EMO
The emotional side of punk; the sad/dramatic side of punk rockers. People who wish to announce they are emo may cut hair so it covers (at least) one eye and wear eyeliner and layer their clothes note: this does NOT mean that all people who dress like this are "emo" Emos look at love and life through black-covered glasses and may occasionally smile if among other emos. Emos are known for hating "preps" group of people who hate black and pop their collars. Emo is also associated with cutting of wrists -- emos may do this and they may not, but if they do, they're just gay because that is something stupid to do. BE WARNED OF EMO WANNABES -- people who cut their hair, wear the makeup, pretend to cut, and generally act like a-holes. They are not emo. They are WEMO - wannabe emo. Also be aware (but friendly) to the ELMOs - they dress emo but they are happy outgoing people and love to laugh and be normal with their friends -- they are ELMOs (they try to be Emo but come off more Tickle-me-Elmo)
The Urban Dictionary Mug
I bought it as sort of a gag gift for my son and his new girlfriend and they loved it
I haven't even bought it, it smells nice
nice quality, vivid image
What's funny is the saying that everyone searched for is the one that popped up on the cup. So all the weird gross sayings that people are commenting on are completely out of context to everyone seeing their comment.
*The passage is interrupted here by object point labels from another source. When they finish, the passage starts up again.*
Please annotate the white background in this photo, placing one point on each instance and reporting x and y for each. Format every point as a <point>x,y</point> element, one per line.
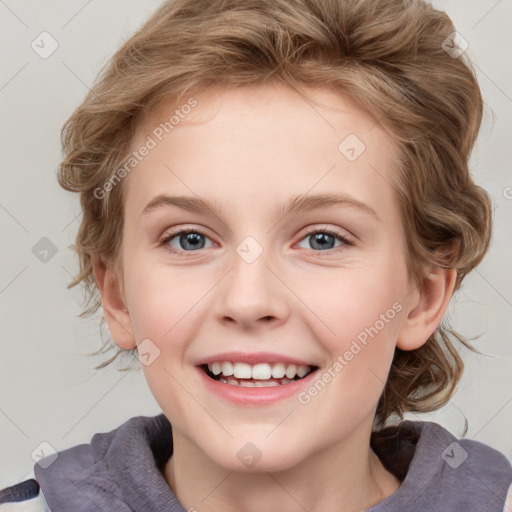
<point>49,388</point>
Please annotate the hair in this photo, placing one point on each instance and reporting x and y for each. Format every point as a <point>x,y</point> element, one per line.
<point>386,55</point>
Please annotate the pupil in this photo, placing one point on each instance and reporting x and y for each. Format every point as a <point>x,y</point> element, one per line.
<point>323,239</point>
<point>191,238</point>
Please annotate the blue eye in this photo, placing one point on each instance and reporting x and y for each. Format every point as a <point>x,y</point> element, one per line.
<point>322,239</point>
<point>190,240</point>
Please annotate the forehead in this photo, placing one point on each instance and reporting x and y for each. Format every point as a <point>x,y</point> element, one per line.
<point>222,143</point>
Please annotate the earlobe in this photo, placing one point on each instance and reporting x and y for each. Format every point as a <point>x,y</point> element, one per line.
<point>427,308</point>
<point>116,314</point>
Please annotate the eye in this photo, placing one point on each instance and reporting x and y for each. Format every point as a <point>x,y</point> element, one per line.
<point>323,239</point>
<point>187,240</point>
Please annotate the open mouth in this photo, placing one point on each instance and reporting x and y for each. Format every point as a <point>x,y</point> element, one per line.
<point>260,375</point>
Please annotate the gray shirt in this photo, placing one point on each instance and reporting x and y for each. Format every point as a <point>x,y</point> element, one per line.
<point>121,471</point>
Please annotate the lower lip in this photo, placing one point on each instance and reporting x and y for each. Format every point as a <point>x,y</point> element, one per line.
<point>254,396</point>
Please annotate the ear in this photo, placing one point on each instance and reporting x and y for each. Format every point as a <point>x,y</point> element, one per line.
<point>114,308</point>
<point>426,308</point>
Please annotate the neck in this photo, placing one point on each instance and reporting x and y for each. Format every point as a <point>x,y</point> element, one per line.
<point>347,477</point>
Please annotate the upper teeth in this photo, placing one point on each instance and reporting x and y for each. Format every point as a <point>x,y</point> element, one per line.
<point>260,371</point>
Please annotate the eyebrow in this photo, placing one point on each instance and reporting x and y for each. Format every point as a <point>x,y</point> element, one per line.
<point>297,204</point>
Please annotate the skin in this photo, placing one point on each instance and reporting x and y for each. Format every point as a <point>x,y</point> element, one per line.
<point>248,151</point>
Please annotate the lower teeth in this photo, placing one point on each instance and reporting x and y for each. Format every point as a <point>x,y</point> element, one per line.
<point>255,383</point>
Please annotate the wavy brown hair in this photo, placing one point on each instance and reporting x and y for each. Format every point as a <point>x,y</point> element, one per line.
<point>387,55</point>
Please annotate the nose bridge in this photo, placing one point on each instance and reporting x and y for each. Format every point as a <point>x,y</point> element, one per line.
<point>251,290</point>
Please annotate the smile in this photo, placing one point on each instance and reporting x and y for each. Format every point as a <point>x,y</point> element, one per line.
<point>256,375</point>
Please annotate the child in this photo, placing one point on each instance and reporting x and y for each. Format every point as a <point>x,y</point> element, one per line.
<point>259,131</point>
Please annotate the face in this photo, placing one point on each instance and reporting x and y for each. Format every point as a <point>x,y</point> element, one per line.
<point>269,326</point>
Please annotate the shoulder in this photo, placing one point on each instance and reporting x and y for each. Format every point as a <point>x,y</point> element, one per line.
<point>23,497</point>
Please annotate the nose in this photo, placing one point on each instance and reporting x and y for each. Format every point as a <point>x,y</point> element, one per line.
<point>252,295</point>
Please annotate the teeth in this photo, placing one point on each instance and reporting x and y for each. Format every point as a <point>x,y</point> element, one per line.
<point>227,369</point>
<point>302,370</point>
<point>278,370</point>
<point>261,371</point>
<point>242,370</point>
<point>257,372</point>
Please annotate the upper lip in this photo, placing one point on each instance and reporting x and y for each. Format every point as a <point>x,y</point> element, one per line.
<point>252,358</point>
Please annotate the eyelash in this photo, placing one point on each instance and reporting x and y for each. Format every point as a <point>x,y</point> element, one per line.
<point>168,237</point>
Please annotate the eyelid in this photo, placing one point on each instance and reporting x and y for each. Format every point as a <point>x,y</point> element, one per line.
<point>168,236</point>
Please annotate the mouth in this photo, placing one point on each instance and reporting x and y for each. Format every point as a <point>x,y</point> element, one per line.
<point>261,375</point>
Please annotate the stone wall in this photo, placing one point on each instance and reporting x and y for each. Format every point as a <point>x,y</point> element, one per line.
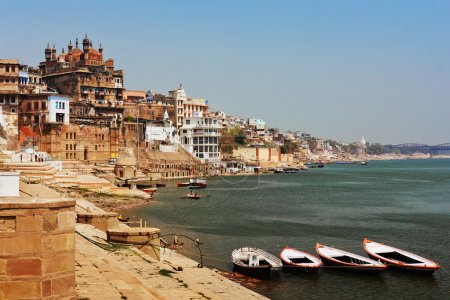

I would buy a morbillion of these mugs.

Coffee is good with a banana (minus the Shimflins!)
It was a good gift
AMAZING MUG. Love a good tutti cup in the morning
Great product The mug is of very good quality. Highly recommended!
Guys do i buy a sex mug?
its beautiful. I use this mug every morbing to watch my favorite movie morbius!
EVERY mug I have ordered online through Urban Dictionary has exceeded my expectations! Each (5) is of a very high quality: Clear/Clean printing (ink, color, sharpness, clarity), and Outstanding craftsmanship ("feels" good to hold, and you can tell it "ain't made cheap"). Your company should be proud, indeed.
love it
one tha best mugs i have
My balls are so wet now that I have bought this item. The nut in my butt is boiling
I've had this mug for over a year now and every single day it watches while I shower. It makes me safe sometimes protects me from the voices. Other times I'm lying on the couch watching judge Judy and eating my hot pickles and the mug becomes angry I feel it approaching me with menacing aura. Next thing I know I'm pooing out pieces of ceramic. Overall, its a great mug but only if you can afford multiple colonoscopy's and extremely invasive anal procedures a year. If you have the money for that THIS IS THE MUG FOR YOU.
This mug has given me a new meaning to wake up everyday. I absolutely adore it and I don’t think my life would be the same if this mug did not exist. A gift from God, truly.
What a sexy ass mug ヾ(*’O’*)/
My daughter is a Seinfeld afficianato. She was pleasantly surprised when she opened the package with her Penske File mug. It has the definition of Penske File from the Urban dictionary. Totally worth the price!